Pakistan on Thursday may have denied reports of a rift with Saudi Arabia, but its recent actions and comments tell a different tale.
Note how Shah Mahmood Qureshi rushed to China on Thursday for a two-day summit with its "all-weather friend" just days after army chief General Qamar Javed Bajwa was denied an audience with Saudi Crown Prince Muhammad Bin Salman during his visit to the Kingdom.
Add to that Prime Minister Imran Khan's recent remarks that news of a breakdown in relations with Saudi Arabia is "completely baseless", but in the same breath adding that Pakistan's future is connected to China.
Imran added that China had stood by Pakistan through good and bad times. "We are further strengthening our ties with China. China also needs Pakistan very much. Unfortunately, Western countries are using India against China," Imran said.
Reports of strain in relations between Pakistan and Saudi Arabia have been doing the rounds ever since Riyadh declined to toe Islamabad's line on Kashmir.
Pakistan has been pushing the Organisation of Islamic Cooperation (OIC), the second largest intergovernmental body after the UN, for a meeting of foreign ministers since India revoked the special status of Jammu and Kashmir last August.
Islamabad's attempts to garner international support against India for withdrawing Jammu and Kashmir's special status have not been successful, to say the least.
A large part of this can be chalked up to the Jeddah-based OIC, the largest bloc of Islamic countries in the world, which is dominated by Saudi Arabia and other Arab countries, not giving Pakistan an opportunity to take aim at India from their perch.
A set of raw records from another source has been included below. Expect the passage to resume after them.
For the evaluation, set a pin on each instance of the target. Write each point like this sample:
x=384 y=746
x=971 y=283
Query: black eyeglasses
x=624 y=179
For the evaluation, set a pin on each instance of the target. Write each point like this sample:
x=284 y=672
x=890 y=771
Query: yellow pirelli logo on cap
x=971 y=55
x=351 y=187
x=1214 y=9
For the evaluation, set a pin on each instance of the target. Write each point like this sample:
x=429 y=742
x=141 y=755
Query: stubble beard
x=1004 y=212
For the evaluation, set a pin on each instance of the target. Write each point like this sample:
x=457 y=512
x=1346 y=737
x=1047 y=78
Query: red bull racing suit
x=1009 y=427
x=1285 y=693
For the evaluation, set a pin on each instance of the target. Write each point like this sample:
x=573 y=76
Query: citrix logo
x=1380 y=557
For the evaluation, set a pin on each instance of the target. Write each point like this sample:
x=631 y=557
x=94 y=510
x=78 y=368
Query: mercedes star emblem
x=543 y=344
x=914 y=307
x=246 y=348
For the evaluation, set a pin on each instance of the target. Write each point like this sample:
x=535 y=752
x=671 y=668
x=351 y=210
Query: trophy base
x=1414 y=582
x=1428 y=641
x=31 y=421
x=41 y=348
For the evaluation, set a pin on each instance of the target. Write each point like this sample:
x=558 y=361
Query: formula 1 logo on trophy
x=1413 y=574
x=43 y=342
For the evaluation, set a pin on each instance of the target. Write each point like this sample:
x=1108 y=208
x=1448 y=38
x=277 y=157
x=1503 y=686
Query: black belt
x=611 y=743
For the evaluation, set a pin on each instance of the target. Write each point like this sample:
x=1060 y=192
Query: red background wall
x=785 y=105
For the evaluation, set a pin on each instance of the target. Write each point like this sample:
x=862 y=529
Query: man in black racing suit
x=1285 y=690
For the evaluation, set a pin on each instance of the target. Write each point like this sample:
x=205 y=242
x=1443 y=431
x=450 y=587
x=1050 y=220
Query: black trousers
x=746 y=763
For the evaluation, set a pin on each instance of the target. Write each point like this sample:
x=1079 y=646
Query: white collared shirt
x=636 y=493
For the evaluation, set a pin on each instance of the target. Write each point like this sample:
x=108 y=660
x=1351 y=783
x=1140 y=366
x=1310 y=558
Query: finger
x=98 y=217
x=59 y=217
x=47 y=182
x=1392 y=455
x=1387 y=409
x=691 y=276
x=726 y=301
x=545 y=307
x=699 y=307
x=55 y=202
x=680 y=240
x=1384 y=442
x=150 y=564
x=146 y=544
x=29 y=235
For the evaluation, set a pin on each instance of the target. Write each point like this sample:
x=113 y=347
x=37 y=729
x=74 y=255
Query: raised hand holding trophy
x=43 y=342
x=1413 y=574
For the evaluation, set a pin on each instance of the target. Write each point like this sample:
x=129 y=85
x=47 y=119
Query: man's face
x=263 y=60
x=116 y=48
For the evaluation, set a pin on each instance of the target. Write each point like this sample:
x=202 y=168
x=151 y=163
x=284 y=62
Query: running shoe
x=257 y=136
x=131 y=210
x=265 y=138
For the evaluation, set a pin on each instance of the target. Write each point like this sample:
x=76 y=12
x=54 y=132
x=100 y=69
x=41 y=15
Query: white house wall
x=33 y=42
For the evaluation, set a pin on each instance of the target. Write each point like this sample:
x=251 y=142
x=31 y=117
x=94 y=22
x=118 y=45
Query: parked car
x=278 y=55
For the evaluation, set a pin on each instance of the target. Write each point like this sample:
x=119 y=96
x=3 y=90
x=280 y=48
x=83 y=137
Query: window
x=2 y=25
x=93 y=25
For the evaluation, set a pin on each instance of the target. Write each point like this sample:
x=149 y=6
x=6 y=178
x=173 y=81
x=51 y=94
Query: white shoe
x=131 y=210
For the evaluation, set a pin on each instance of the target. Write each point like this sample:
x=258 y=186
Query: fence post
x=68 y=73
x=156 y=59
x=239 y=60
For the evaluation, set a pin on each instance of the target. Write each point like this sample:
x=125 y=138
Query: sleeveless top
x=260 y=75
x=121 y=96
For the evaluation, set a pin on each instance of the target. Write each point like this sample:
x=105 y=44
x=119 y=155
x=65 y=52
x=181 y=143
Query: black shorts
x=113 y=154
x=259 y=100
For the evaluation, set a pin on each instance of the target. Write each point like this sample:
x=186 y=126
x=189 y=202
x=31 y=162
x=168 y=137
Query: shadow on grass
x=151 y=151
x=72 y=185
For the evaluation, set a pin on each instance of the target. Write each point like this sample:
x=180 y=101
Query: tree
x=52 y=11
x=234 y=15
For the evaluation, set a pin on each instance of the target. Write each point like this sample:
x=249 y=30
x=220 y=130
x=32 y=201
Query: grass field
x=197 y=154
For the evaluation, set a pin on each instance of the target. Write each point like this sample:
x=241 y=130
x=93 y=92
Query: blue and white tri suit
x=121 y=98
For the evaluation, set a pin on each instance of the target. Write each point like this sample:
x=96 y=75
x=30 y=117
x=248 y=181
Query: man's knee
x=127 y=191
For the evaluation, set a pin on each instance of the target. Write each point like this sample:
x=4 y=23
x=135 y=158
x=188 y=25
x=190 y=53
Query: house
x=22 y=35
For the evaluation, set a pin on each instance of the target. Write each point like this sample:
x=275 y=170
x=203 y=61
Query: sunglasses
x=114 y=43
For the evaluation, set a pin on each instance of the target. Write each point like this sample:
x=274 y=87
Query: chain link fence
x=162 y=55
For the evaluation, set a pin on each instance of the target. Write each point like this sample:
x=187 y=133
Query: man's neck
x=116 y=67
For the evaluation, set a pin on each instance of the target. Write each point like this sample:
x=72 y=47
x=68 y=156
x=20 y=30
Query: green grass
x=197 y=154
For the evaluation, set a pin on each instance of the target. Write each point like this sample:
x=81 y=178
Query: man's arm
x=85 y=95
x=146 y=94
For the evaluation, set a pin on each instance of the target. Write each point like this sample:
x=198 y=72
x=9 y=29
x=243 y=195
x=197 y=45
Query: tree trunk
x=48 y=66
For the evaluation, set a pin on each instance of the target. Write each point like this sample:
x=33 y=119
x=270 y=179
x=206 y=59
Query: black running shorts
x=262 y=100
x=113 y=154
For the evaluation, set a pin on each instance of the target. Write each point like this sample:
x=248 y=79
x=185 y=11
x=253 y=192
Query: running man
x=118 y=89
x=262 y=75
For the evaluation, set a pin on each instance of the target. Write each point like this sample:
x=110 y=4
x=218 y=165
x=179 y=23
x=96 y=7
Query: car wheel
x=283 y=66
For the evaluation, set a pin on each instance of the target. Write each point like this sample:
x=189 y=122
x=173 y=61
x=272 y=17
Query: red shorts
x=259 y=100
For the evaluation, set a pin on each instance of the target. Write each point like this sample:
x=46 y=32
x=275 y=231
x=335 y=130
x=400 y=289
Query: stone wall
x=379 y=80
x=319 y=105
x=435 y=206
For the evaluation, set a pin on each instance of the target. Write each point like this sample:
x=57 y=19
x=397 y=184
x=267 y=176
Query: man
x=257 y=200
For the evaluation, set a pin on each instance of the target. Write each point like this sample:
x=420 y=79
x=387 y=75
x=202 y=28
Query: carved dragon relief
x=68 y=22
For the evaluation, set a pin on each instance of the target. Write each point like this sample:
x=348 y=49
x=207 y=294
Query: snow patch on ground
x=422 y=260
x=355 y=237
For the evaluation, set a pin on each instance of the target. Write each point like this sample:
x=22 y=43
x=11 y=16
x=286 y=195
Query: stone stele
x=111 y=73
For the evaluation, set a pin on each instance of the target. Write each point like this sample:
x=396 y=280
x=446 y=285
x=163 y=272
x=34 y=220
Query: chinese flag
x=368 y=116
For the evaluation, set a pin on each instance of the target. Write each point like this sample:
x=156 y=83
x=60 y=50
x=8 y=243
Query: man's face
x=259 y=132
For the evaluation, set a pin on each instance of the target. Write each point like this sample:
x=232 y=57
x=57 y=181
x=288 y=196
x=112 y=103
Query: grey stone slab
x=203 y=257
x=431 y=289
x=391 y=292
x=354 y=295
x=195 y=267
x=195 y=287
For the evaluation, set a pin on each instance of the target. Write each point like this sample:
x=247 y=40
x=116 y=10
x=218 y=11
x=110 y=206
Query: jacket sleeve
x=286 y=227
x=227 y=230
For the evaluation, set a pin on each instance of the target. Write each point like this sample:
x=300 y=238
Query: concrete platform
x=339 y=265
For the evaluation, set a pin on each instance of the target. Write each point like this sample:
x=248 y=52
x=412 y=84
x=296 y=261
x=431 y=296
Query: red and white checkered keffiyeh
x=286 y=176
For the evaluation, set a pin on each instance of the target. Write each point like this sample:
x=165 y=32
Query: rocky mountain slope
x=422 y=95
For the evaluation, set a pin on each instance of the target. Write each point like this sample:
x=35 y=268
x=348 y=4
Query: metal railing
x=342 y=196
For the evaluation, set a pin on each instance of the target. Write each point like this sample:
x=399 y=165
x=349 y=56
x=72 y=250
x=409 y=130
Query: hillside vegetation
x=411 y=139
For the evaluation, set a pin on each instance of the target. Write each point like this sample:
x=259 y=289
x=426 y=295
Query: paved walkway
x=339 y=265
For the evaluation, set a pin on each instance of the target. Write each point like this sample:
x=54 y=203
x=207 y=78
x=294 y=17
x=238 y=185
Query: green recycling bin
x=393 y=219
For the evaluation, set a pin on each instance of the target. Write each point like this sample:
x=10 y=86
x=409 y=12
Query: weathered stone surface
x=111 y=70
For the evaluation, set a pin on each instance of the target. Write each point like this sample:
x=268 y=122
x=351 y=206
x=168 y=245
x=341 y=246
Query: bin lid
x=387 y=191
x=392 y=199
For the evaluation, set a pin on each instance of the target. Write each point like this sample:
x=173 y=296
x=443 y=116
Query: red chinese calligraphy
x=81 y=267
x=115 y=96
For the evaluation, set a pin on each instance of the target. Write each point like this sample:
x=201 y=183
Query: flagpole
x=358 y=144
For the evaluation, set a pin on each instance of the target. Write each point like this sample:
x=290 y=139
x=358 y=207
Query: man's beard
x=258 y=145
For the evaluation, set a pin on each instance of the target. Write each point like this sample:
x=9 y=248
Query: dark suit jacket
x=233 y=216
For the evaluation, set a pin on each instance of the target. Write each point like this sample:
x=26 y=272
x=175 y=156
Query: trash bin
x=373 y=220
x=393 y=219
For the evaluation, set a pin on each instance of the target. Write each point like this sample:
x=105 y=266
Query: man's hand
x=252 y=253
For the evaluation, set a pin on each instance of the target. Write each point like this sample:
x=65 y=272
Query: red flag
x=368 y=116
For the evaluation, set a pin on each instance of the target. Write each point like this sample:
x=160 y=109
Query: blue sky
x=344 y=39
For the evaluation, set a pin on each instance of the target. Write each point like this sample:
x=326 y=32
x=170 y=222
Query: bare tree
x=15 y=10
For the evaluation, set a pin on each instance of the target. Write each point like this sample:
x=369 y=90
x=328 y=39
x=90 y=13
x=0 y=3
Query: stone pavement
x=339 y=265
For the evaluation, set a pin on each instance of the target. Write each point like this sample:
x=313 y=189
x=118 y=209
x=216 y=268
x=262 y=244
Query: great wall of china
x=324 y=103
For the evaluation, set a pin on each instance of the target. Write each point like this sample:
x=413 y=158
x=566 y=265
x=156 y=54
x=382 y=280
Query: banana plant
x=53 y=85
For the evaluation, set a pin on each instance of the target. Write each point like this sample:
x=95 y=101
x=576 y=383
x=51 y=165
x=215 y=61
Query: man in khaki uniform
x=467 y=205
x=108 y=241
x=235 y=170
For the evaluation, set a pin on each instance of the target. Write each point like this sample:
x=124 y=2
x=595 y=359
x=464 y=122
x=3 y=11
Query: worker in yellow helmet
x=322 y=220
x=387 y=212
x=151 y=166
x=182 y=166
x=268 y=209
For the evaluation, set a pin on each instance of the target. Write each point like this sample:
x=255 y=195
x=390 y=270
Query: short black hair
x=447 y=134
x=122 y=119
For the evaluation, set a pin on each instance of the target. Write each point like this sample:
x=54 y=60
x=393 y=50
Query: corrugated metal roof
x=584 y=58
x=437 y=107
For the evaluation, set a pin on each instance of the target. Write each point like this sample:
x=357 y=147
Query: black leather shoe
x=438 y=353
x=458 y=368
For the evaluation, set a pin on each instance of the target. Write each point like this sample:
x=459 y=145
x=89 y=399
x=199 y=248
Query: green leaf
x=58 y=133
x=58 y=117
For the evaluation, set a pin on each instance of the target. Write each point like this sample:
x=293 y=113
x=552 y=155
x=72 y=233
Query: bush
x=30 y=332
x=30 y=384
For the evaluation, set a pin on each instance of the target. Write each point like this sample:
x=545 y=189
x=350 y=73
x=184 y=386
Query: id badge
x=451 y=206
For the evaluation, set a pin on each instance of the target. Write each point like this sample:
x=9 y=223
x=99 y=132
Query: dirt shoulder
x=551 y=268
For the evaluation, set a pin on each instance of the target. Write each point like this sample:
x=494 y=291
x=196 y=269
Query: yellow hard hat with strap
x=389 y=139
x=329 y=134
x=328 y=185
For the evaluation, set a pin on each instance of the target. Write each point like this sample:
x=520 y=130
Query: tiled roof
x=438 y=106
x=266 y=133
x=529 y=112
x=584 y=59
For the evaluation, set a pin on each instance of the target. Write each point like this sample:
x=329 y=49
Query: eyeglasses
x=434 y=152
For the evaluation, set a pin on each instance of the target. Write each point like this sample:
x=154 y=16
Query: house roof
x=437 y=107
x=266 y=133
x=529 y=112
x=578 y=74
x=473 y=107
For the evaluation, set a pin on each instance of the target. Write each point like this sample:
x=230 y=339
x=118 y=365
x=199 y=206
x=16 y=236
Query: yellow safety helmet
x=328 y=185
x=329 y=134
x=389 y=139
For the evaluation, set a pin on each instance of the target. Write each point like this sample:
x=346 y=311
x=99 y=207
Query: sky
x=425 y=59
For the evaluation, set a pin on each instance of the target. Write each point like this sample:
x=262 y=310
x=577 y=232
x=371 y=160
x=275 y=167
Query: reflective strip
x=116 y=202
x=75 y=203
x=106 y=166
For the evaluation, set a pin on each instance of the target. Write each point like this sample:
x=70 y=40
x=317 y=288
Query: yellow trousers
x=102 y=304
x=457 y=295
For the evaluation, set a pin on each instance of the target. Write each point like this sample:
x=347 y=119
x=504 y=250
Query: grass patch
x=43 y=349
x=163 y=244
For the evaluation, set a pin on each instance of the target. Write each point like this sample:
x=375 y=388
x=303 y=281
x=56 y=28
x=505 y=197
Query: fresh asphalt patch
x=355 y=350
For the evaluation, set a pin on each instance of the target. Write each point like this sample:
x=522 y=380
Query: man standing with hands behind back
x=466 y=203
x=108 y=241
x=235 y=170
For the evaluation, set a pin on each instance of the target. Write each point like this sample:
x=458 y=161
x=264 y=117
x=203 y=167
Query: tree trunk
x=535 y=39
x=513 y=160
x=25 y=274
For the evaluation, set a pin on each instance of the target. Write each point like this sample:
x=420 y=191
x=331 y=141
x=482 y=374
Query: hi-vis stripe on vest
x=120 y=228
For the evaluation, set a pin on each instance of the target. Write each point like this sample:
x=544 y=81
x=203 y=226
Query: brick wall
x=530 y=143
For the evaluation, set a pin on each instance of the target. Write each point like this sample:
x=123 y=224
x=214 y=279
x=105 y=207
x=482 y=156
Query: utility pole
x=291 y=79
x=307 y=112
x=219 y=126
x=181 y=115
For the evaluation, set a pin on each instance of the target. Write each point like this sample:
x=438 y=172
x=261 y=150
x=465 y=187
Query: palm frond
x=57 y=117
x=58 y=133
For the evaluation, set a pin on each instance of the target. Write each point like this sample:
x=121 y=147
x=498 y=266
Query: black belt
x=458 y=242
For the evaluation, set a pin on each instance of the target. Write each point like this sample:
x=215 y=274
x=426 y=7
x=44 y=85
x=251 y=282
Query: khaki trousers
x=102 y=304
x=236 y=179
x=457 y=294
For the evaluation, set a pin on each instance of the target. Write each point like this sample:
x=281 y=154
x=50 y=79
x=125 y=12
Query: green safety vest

India has categorically told the international community that the scrapping Article 370 of the Constitution was its internal matter and advised Pakistan to accept reality and stop all anti-India propaganda.
Qureshi, a key player
Qureshi seems to be at the centre of this drama.
The foreign minister recently criticised the Saudi government in a TV interview (a first) and threatened to sidestep the Kingdom by calling an OIC meet.
Qureshi had said, "Today, I am telling the OIC to convene the meeting of the council of foreign ministers. If they cannot do it, then I will be compelled to ask the prime minister [Imran Khan] to call a meeting of Islamic countries [Iran, Turkey and Malaysia] that are ready to stand with us on the issue of Kashmir."
While the Saudis did not respond directly to Qureshi's remarks, they did stop renewing an oil credit of $3.2 billion to Pakistan and also demanded the repayment of a loan given to Islamabad in 2018 after a visit from Prime Minister Imran Khan.
Part of that loan was duly repaid with an assist from its deep-pocketed benefactor: China.
Pakistan draws China closer
In a video message ahead of his departure to China, Qureshi gushed about his "very important trip to China".
"I am leaving on a very important visit to China. I had a discussion with the prime minister regarding this visit yesterday. My delegation will represent the stance of the political and military leadership of the country. I am hopeful that my meeting with Foreign Minister Wang will prove to be beneficial for both countries," Qureshi said.
The Chinese and Pakistani foreign ministers, meeting at the island resort of Hainan, are slated to discuss a host of issues, including the progress of the $60 billion China-Pakistan Economic Corridor and Islamabad's request for a $1 billion loan.
Meanwhile, Islamabad's relations with the Kingdom seem to be on a downward slope.
Kingdom puts distance
There are plenty of reasons for the Kingdom wanting to put space between itself and Pakistan.
Jeremy Garlick, author of The Impact of China's Belt and Road Initiative: From Asia to Europe, told Nikkei Asian Review Saudi Arabia's hesitance stems from its desire to avoid becoming part of China and Pakistan's attempts at containing India.
"Saudi Arabia is closely allied with the US, which may also be [applying behind-the-scenes pressure on] Saudi Arabia to stay away from Chinese initiatives," said Garlick, an assistant professor with the Jan Masaryk Center for International Studies at the University of Economics in Prague.
This snub to the all-powerful army chief Bajwa, whose visit to Riyadh was aimed at containing the fallout from Qureshi's explosive remarks, is sure to send a message to the Pakistani establishment, who are already said to be unhappy with Imran.
As per this Economic Times piece, "While Imran Khan has sought to expand traditional close ties with Turkey riding on its president's ambitions to emerge as a leader of the Islamic World, Saudi Arabia continues to matter for Pakistan's most powerful institution: Army."
The piece argued that it is inconceivable that Qureshi did not have Imran's backing and that the entire episode did not sit well with the generals in Rawalpindi, and has left Imran in an unenviable situation.
Pakistan has historically been a strong military ally of Saudi Arabia.
But it seems that Beijing has, for the moment at least, supplanted Riyadh as Islamabad's main backer.